Aid agencies are spending money to help producer countries manage their extractives, as this is an urgent challenge. Extractives — especially oil and gas — pose a serious threat to the stability and integrity of a country when it has weak institutions, where often these resources do not translate into economic success. This effect – known as the “resource curse” – could hold back many of the countries that donors are trying to help. If oil dissolves the institutions and stability of a country, all the other donor investments and work put into improving things like education, health, and employment will go to waste. And a transition to clean energy will be much more difficult. In other words, governance matters.

Meanwhile, we are all too happy to preach de-carbonisation from a wealthy-country vantage point which was, to an almost shocking extent, built on fossil fuels. This point has been made many times before, but it is difficult to overstate the extent to which the rich world got rich exploiting natural resources – first in our own back yard, and then in the rest of the world’s back yard, often contributing to the political and economic mess such countries find themselves in. It makes all the criticism a bit, well, rich.

The Cambridge professor, Ha-Joon Chang, once called the donor world bad Samaritans because we tell poor countries to “do as we say, not as we did” when it comes to industrial development. But just telling countries to stop producing extractives won’t work anyway, because they will still do it. Sometimes the desire to tap extractives is about corruption and capturing immense wealth. But even governments and leaders with good intentions won’t listen; they need the money, are fully aware of rich world hypocrisy, and are willing to take the risks.

Where Cafod are right, and which we all agree on, is that we are in a climate emergency. And they are right that some of the money the UK has spent abroad on extractives could be better spent. But what is really happening here? The truth is that the part of the world responsible for approximately 85% of today’s carbon emissions, the vast majority of cumulative historical emissions, and on whose de-carbonisation the survival of the planet depends – high and upper-middle income countries – isn’t doing nearly enough at home due to entrenched interests and political gridlock.

It’s much easier to wag the finger at low- and middle-income countries because we have some leverage over them through aid budgets, rather than tackling our own addiction, or China’s for that matter.
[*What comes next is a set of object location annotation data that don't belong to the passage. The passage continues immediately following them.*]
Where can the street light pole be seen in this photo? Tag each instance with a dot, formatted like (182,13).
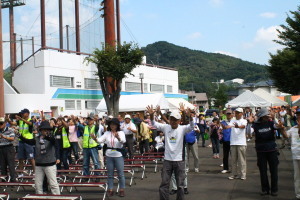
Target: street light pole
(142,77)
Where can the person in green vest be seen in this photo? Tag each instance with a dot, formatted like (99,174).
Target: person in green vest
(90,146)
(25,150)
(61,133)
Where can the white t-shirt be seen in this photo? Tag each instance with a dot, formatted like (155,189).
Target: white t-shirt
(238,135)
(174,139)
(124,128)
(295,142)
(113,142)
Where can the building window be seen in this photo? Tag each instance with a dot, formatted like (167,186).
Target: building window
(169,88)
(70,104)
(91,83)
(91,105)
(78,104)
(157,88)
(61,81)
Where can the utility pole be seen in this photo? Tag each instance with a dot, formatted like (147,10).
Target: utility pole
(2,112)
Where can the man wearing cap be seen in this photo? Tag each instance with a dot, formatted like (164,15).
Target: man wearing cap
(90,146)
(47,156)
(129,129)
(294,134)
(266,149)
(25,151)
(7,151)
(174,151)
(238,145)
(226,140)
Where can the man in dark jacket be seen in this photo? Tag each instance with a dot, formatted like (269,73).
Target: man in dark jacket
(46,158)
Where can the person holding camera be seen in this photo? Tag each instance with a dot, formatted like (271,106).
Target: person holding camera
(7,151)
(46,156)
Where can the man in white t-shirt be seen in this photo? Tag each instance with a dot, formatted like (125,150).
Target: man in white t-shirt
(294,134)
(129,129)
(174,152)
(238,145)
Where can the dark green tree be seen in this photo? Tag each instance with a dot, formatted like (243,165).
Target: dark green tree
(285,64)
(113,63)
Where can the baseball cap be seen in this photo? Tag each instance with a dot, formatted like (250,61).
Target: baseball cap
(239,110)
(176,115)
(127,117)
(2,120)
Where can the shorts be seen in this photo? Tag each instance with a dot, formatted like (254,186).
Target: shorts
(25,151)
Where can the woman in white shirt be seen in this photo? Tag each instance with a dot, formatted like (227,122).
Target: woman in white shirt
(114,138)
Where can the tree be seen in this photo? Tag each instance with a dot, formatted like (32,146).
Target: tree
(285,64)
(113,63)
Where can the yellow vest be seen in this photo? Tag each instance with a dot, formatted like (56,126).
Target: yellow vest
(65,139)
(24,130)
(88,142)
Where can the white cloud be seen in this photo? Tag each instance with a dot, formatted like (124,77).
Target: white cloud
(216,2)
(227,53)
(194,36)
(266,35)
(268,15)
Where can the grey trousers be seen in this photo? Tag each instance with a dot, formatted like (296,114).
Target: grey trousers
(238,160)
(50,172)
(178,167)
(194,149)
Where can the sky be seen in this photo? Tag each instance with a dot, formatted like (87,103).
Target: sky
(241,28)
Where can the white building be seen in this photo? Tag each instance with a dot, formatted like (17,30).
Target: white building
(68,85)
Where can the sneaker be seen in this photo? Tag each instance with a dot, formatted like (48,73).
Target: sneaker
(186,191)
(173,192)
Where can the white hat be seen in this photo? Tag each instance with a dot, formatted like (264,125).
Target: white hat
(239,110)
(127,117)
(176,115)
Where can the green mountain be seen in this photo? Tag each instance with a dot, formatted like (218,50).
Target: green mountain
(198,69)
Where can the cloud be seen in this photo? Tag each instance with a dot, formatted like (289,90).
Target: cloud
(227,53)
(194,36)
(268,15)
(266,35)
(216,2)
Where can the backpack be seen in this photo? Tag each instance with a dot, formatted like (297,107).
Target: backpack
(190,137)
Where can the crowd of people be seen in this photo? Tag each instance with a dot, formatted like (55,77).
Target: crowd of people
(50,145)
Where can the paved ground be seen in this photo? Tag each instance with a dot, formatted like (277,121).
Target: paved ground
(209,183)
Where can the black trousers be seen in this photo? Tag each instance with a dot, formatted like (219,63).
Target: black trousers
(226,151)
(7,155)
(263,159)
(129,145)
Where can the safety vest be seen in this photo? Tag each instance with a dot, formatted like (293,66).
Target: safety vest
(24,130)
(65,139)
(88,142)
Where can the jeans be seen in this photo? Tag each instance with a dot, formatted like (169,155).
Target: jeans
(7,155)
(216,145)
(178,167)
(263,159)
(117,163)
(226,151)
(87,154)
(63,156)
(50,172)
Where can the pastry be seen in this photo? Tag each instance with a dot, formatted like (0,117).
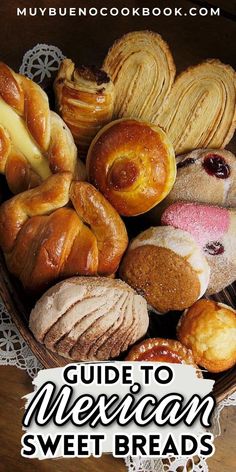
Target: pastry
(142,69)
(208,328)
(43,239)
(161,350)
(85,100)
(89,318)
(214,229)
(204,176)
(34,141)
(133,164)
(167,267)
(200,111)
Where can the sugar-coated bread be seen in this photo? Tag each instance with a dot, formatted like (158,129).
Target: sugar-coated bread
(44,239)
(133,164)
(85,100)
(89,318)
(34,141)
(208,328)
(167,267)
(214,229)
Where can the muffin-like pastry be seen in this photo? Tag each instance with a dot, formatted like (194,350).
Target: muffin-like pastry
(208,328)
(89,318)
(142,69)
(200,111)
(161,350)
(214,229)
(133,164)
(167,267)
(85,100)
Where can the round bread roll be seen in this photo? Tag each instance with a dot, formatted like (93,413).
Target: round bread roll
(208,328)
(214,229)
(89,318)
(161,350)
(133,164)
(167,267)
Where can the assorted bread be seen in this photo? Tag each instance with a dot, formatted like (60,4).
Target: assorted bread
(133,164)
(60,228)
(85,100)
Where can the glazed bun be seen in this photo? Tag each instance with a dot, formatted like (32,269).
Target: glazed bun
(133,164)
(89,318)
(208,328)
(167,267)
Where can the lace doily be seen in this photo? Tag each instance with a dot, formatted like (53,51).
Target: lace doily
(40,64)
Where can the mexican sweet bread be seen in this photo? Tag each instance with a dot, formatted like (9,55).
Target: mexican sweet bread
(133,164)
(200,111)
(89,319)
(59,229)
(208,328)
(167,267)
(85,100)
(142,69)
(34,141)
(214,230)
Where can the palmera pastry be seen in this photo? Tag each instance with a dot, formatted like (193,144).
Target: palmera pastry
(167,267)
(161,350)
(34,141)
(89,319)
(142,69)
(85,100)
(133,164)
(205,176)
(214,229)
(208,328)
(43,241)
(200,111)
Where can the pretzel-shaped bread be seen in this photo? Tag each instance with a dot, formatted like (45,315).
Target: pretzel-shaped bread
(44,239)
(34,141)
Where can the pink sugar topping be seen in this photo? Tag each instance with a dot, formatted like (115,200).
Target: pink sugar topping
(204,222)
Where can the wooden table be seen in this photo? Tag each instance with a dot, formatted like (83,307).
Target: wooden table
(15,383)
(87,40)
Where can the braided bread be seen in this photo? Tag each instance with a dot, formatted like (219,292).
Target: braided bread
(43,239)
(142,69)
(85,100)
(34,141)
(200,111)
(133,164)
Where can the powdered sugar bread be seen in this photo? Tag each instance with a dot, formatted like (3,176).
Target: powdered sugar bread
(214,229)
(89,318)
(167,267)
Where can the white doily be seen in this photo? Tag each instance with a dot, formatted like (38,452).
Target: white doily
(38,64)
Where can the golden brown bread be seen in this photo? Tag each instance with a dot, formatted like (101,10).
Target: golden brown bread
(142,69)
(85,100)
(89,319)
(34,141)
(44,239)
(133,164)
(208,328)
(200,111)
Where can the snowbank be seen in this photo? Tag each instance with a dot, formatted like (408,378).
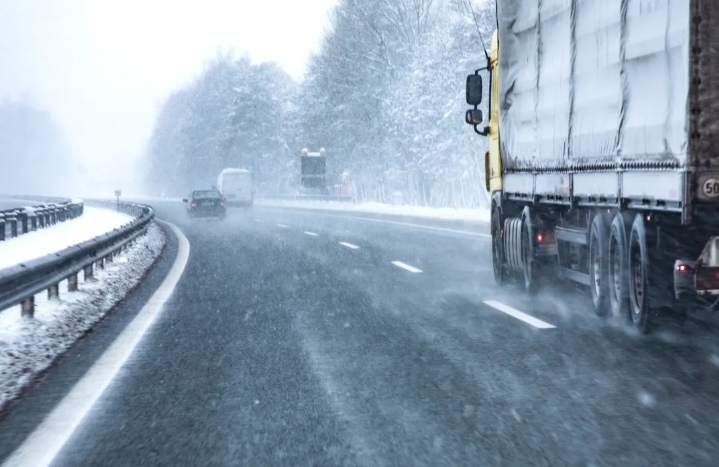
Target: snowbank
(29,346)
(92,223)
(467,215)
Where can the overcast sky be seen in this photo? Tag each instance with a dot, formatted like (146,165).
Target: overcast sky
(103,67)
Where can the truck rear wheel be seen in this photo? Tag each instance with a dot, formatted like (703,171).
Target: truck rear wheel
(529,262)
(639,283)
(618,269)
(500,268)
(599,264)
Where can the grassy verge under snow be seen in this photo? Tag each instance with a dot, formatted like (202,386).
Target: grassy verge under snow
(29,346)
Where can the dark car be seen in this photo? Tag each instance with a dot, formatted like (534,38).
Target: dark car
(205,203)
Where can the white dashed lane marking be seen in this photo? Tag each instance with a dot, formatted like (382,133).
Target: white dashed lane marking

What Cafod appear to want is for the UK to use that power to bend aid recipients to do what we don’t seem to be able to. At best, the critique is laudable but misdirected anxiety about the looming climate emergency. At worst, it is a symptom of an asymmetry where rich countries dictate what poor countries should do, a relic of an older system that is rightly dying out.
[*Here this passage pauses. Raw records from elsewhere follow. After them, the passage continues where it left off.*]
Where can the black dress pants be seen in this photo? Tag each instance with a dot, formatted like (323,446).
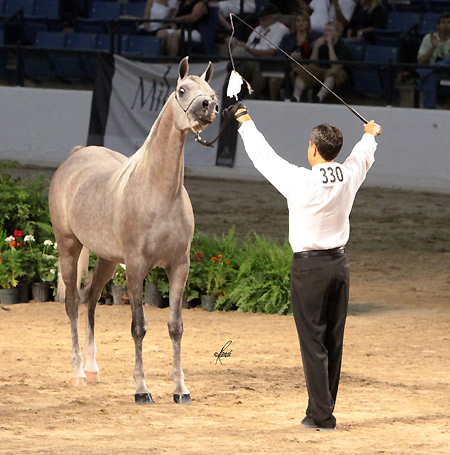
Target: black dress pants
(319,296)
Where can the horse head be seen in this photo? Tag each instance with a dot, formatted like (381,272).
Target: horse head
(196,99)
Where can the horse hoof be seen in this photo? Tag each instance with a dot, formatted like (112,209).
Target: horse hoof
(143,398)
(78,382)
(182,398)
(92,377)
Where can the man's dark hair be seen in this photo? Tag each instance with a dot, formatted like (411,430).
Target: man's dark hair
(328,139)
(444,15)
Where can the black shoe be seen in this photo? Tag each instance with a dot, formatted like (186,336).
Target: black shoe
(309,423)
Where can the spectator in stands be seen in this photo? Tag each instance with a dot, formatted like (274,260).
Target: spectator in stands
(368,14)
(233,6)
(435,49)
(191,12)
(330,48)
(299,46)
(256,46)
(324,11)
(157,9)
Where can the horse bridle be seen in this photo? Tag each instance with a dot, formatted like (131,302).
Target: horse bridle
(197,134)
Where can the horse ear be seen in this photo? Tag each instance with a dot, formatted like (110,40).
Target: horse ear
(183,68)
(207,75)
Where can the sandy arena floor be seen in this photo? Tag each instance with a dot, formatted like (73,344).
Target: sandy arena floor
(394,396)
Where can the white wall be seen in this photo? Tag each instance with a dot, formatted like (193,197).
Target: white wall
(40,126)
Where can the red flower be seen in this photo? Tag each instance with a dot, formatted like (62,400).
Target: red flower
(198,257)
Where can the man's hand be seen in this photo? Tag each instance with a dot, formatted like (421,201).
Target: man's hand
(236,111)
(372,128)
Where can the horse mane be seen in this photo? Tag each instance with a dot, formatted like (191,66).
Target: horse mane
(138,158)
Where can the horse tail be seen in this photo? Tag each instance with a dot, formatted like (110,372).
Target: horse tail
(75,149)
(82,269)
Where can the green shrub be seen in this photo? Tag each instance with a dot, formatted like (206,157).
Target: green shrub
(24,205)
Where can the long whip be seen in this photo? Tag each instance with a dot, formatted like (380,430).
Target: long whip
(291,58)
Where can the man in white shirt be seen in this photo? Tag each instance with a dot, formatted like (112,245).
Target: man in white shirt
(324,11)
(319,202)
(256,46)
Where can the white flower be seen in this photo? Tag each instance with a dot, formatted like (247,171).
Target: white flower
(234,85)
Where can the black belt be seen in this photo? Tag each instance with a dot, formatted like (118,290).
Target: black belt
(313,253)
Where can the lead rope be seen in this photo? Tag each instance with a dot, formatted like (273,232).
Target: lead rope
(288,56)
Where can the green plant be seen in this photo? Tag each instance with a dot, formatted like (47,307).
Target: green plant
(11,261)
(262,283)
(120,276)
(23,203)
Cutting support to extractives — meaning the better governance of extractives — would be foolish. I’m no advocate for digging up more oil, but given these countries are going to extract one way or the other, it is in the UK’s interest to invest aid and support in helping them avoid the resource curse, and minimise the negative impacts of extractive industries.

None of this this means that the donors should encourage fossil fuel extraction. Where possible, the UK and others should help countries move to a low-carbon growth pathway, and continue to increase its budgets for renewables. But cutting support to the governance of extractives would only make it harder for the UK to maintain the right sort of relationship as a partner to governments who are making tough decisions about their development, or to support countries to further their energy transition and lay the economic foundations and infrastructure needed for clean energy.

De-carbonisation is a challenge that the whole world has to face together. But criticising the developing world over de-carbonisation distracts from our own failure to do enough. We in the rich world have to shoulder most of that responsibility and step up. We need a bit of realism and historical perspective — to check ourselves before pointing the finger — if we are going to win over developing nations who have the most to lose.